Essas meninas e mulheres fazem parte de uma longa lista de vítimas de abuso, estupro e feminicídio que tem crescido no México. Entre 2015 a 2019 o governo federal declarou Alerta de Violência de Gênero contra as Mulheres em 18 dos 32 estados mexicanos, ou seja, 56% do território do país foi declarado como perigoso para o sexo feminino. A violência sexual contra meninas mexicanas aumentou 37% em três anos.

Essas histórias e dados explicam a revolta das mulheres mexicanas que se reuniram em diversos protestos, sob o lema “Não nos cuidam, nos violam”. Claudia Sheinbaum, Chefe do Governo da Cidade do México disse que a manifestação foi uma provocação, encobriu os fatos e manteve livres os policiais responsáveis. Ademais, o Ministro de Segurança, Jesús Orta Martínez, se colocou contra o afastamento dos acusados, sob o argumento que não havia processo legal contra eles. Ele foi alvejado por um punhado de glitter rosa.

 

 Jesús Orta Martínez

 

Em contrapartida, milhares de mulheres se reuniram no dia 16 de agosto, na Glorieta de Insurgentes, na Cidade do México, em repúdio às declarações do governo. Vidros foram quebrados, estações pixadas durante a revolta. O glitter se tornou símbolo da luta. A mídia fez sua parte em condenar mobilização das mulheres, numa retórica de criminalização das manifestações.

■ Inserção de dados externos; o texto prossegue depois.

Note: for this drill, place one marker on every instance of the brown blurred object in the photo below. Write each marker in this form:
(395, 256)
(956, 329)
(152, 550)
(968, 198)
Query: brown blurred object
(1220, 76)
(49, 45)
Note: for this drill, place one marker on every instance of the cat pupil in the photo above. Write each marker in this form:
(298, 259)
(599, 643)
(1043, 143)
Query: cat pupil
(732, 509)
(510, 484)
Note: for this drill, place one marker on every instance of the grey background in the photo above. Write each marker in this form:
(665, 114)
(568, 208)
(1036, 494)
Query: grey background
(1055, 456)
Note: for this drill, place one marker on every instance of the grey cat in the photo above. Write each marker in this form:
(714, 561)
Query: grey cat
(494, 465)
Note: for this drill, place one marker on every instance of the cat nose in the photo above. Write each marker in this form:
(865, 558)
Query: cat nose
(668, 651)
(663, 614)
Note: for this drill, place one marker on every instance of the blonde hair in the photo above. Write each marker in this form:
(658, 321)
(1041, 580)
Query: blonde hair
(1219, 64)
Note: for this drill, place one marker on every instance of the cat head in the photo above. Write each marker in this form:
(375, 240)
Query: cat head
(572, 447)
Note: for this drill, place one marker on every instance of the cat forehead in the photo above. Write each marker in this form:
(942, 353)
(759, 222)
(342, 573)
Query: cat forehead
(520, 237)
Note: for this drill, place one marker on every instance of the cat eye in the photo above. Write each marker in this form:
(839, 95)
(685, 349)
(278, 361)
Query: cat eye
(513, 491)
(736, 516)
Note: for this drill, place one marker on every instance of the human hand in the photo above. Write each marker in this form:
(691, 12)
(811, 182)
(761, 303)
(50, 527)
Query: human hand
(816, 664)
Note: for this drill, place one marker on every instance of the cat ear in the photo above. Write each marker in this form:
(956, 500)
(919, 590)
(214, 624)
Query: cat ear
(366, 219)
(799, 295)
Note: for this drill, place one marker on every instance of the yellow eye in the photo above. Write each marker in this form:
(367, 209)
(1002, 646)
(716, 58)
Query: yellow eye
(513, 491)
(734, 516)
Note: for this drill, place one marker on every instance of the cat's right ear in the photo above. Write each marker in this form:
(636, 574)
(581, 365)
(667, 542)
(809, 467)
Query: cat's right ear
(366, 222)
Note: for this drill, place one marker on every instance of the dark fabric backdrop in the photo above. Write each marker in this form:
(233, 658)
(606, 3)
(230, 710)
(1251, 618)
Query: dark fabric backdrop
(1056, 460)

Segundo o Esquerda Diário, “a pressão obrigou Sheinbaum a convocar um grupo de feministas institucionais e radicais a negociar com ela a portas fechadas, comprometendo-se a treinar a política e a eliminar acusações contra mulheres ativistas que participaram dos protestos nos dias anteriores”. No entanto, esta é uma medida que não tem aceitação unânime entre as manifestantes. “Algumas ativistas afirmas que é positivo se reunir com a chefa do governo e que existem treinamentos aos aparelhos repressivos, outras afirmam que não têm que confiar nas autoridades, mas que têm que seguir replicando os métodos como os que foram praticados na última sexta-feira, com uma visão clara de para onde devem dirigir os seus esforços”, afirma a publicação.

 

 

… No Brasil

 

No dia 19 de junho, uma adolescente de 19 anos era perseguida por um homem que tentava assaltá-la. Ao correr, ela avistou uma viatura da Polícia Militar pedir ajuda. Ela disse que precisava ir até a rodoviária e os policiais se prontificaram a levá-la. No entanto, no meio do caminho fizeram um desvio e estupraram a menina.

O caso, que ocorreu em Praia Grande, no interior de São Paulo, não é diferente da história da jovem mexicana estuprada por policiais que serviu de combustível para a insurgência de diversas manifestações. Aqui também a violência de gênero está noticiada nos jornais, presente no nosso dia a dia. E aqui também sofremos com as vítimas e enterramos companheiras.

Que a insurgência das fortes mulheres mexicanas se pulverize. Que possamos nós também transformar nossa dor em revolta. A rebeldia tem que ser característica do movimento feminista.

Se eu morrer, não acendam velas. Acendam barricadas.